Friday, 13 July 2012

The Amityville Horror (1979)

You may sneer and laugh at me for saying so but The Amityville Horror remains one of my favourite haunted house movies and I put it up alongside such classics as The Haunting and The Legend Of Hell House. It left an indelible impression upon me when I saw it in my youth and even though I am now older and wiser (and armed with the knowledge that a lot of the story is alleged to be completely fictional) I still can't watch the movie without being affected by the ominous presence of the house at the centre of the supernatural events. That haunting score by Lalo Schifrin doesn't help matters (I rank it alongside The Omen as one of the best horror movie scores of all time).

The story, for those of you somehow unaware of the most famous haunted house since Borley Rectory, is all about George (James Brolin) and Kathy Lutz (Margot Kidder), a married couple with three kids (two boys and one girl) and not too much in the way of disposable income. They move into the house in Amityville, aware of the history it has but dismissing the fact that the house itself is a bad place, and it's not long before things start going bump in the night, bump in the day and bump all over the place.

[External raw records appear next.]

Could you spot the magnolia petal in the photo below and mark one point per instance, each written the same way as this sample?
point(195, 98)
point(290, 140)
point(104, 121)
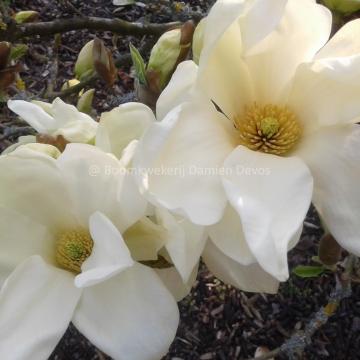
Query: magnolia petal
point(122, 125)
point(65, 113)
point(44, 198)
point(36, 306)
point(192, 136)
point(346, 42)
point(250, 278)
point(304, 28)
point(94, 179)
point(333, 156)
point(34, 115)
point(263, 189)
point(78, 131)
point(332, 92)
point(131, 316)
point(178, 90)
point(109, 255)
point(22, 140)
point(246, 16)
point(185, 242)
point(145, 239)
point(225, 77)
point(228, 236)
point(174, 282)
point(21, 238)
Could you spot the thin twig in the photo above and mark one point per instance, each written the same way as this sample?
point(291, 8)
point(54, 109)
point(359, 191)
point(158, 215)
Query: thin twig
point(116, 26)
point(121, 61)
point(298, 342)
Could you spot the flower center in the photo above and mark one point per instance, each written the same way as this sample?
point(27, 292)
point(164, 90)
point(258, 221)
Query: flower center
point(73, 248)
point(270, 129)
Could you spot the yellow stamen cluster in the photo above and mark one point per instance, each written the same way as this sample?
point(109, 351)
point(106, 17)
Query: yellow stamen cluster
point(270, 129)
point(73, 248)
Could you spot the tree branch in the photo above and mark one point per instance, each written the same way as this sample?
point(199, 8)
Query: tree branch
point(298, 342)
point(116, 26)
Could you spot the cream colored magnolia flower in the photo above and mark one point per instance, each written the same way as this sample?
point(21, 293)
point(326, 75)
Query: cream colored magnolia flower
point(67, 255)
point(56, 119)
point(122, 125)
point(283, 133)
point(178, 240)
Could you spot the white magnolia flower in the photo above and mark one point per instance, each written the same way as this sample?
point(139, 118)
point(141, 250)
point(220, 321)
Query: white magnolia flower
point(65, 257)
point(286, 134)
point(56, 119)
point(122, 125)
point(180, 241)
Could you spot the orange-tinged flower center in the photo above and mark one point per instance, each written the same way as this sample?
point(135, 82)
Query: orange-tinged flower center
point(270, 129)
point(73, 248)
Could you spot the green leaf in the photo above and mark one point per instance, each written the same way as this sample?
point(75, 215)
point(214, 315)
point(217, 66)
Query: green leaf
point(139, 64)
point(306, 271)
point(18, 51)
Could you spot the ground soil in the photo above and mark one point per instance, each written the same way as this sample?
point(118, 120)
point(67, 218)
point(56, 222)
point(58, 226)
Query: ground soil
point(217, 321)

The Amityville Horror is, despite the fact that none of it actually happened, a fine movie. It takes a number of preposterous ideas and somehow makes them all believable, thanks to a mix of solid direction from Stuart Rosenberg and a great cast including Brolin in one of his best roles, Kidder being a bit less annoying than usual, Rod Steiger, Murray Hamilton and Don Stroud. Steiger is landed with the worst of the roles, a priest trying to help the Lutz family, but he has fun in the role and is always entertaining. The film also proves once again that what you don't see is always a lot scarier than any special effects that could have been thrown around onscreen (the one major visual fright is actually one of the lamest moments in the whole movie).

The book was written by Jay Anson, from the tale that he was told by George Lutz and his wife, and the screenplay by Sandor Stern takes the enjoyable and melodramatic raw material and keeps everything nicely paced en route to an unashamedly bombastic finale.

Yet, in many ways, The Amityville Horror isn't all that affected by the direction, the script or the acting. That music plays and the camera shows the "face" of the house and that's all it takes for the goosebumps to rise and the atmosphere to start taking hold. You might try to say that the house is actually an icon of horror. Or maybe I'd be alone with that opinion.